The Neanderthal population in Germany exploded just before the species went extinct, a scientist has discovered. By looking at archaeological sites, Jürgen Richter showed the number of settlements had increased by more than 20 times towards the end of the Old Stone Age – or Middle Palaeolithic period.
In a study published in the journal Quaternary International, Richter showed how the number of settlements went from just four in the period between 110,000 to 70,000 years ago, to 94 between 60,000 and 43,000 years. In addition, he found that just 1,000 years after the end of the peak, there was a massive decline and Neanderthals disappeared.
Richter, from the University of Cologne, analysed artefacts found at the Neanderthal settlement to establish the population in Germany. He showed there were huge demographic fluctuations over the Middle Stone Age, with several migrations, population increases and declines. Areas of Germany would be abandoned then returned to several thousands of years later.

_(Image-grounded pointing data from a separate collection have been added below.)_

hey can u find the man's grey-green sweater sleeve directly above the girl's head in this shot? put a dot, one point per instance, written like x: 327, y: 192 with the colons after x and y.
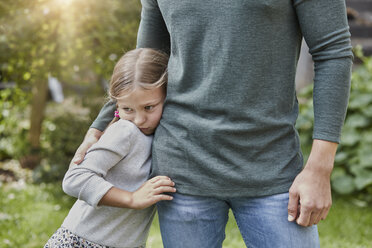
x: 152, y: 32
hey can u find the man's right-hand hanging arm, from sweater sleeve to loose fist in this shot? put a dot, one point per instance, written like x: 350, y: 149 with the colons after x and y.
x: 324, y: 26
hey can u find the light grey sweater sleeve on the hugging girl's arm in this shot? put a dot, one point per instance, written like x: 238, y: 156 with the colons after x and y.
x: 87, y: 180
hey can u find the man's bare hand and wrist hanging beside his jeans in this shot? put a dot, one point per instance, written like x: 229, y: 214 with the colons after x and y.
x: 310, y: 194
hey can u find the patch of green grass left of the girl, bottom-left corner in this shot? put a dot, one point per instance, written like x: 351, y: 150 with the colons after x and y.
x: 29, y: 214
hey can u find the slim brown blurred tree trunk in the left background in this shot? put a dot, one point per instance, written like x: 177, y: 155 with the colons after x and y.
x: 38, y: 104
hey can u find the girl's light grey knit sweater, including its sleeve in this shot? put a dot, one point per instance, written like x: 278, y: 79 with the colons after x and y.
x: 121, y: 158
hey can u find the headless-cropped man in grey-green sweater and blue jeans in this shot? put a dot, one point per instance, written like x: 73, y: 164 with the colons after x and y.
x: 227, y: 136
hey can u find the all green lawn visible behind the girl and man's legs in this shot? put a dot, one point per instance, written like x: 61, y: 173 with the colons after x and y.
x: 29, y: 215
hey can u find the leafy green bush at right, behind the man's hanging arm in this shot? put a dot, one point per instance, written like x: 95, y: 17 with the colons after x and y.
x: 353, y: 162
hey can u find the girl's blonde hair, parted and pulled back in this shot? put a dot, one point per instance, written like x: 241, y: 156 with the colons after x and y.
x: 143, y: 67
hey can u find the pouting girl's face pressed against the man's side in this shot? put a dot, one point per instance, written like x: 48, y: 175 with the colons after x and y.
x: 142, y: 107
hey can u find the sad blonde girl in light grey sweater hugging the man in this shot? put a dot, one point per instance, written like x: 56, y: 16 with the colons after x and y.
x: 115, y: 199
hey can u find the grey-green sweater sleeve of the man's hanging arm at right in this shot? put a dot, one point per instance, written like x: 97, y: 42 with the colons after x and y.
x: 324, y: 26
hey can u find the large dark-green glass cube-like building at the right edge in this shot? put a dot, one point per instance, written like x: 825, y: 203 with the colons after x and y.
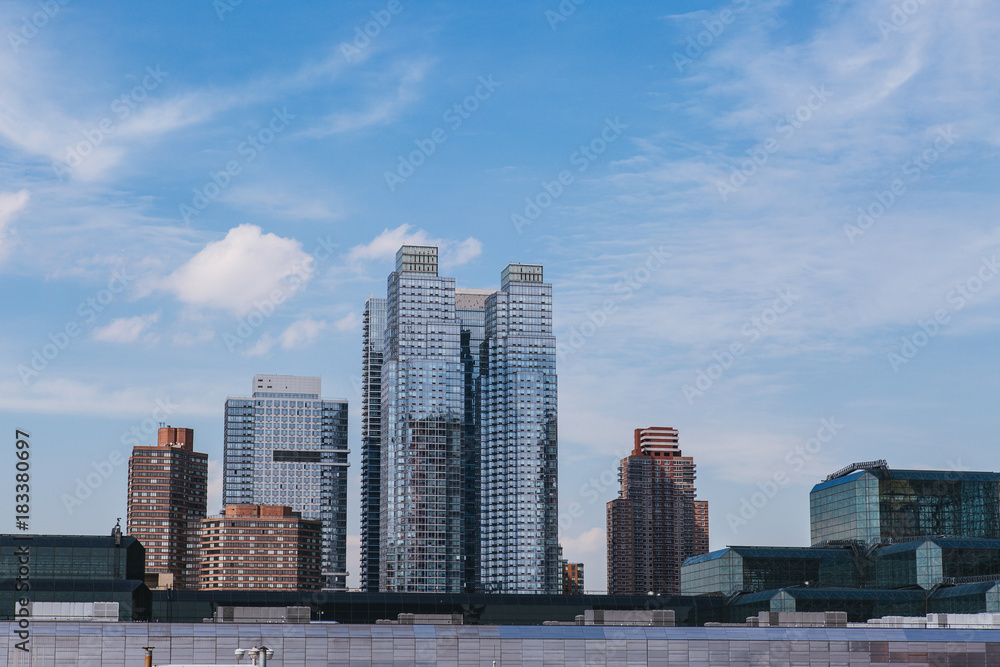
x: 870, y: 502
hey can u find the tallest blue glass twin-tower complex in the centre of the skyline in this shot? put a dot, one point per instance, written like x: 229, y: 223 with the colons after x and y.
x: 459, y: 460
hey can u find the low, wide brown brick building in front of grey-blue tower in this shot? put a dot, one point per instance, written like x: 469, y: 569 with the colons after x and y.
x: 260, y: 547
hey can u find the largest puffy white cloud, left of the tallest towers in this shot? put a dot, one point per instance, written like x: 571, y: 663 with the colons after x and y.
x: 245, y: 270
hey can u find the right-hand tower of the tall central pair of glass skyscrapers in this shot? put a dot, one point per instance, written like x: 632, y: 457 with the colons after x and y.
x: 520, y: 540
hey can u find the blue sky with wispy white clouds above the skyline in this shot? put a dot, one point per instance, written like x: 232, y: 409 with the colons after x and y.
x: 771, y: 225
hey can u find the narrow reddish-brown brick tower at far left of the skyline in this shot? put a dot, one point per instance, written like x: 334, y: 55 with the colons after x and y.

The peak of the population, however, came later on in Neanderthal history – in the last 20,000 years of their history: "The German Neanderthals must have disappeared just shortly after having reached the absolute maximum of their demographic evolution around 50,000 years ago," he wrote.
What eventually pushed the Neanderthals to extinction is not known. Currently, scientists have several ideas as to what caused their demise, including climate change and competition with humans.
While Richter's study does not answer this long-standing question, he said ever increasing research into Neanderthal populations will help shed light on the relationship between them and the landscape. "The future aim is to deliver a complete reconstruction of an annual cycle of activities and mobility within a territory in order to understand the composition of assemblages, the structures of sites and their location within the landscape before cultural affiliations can be evaluated," he said.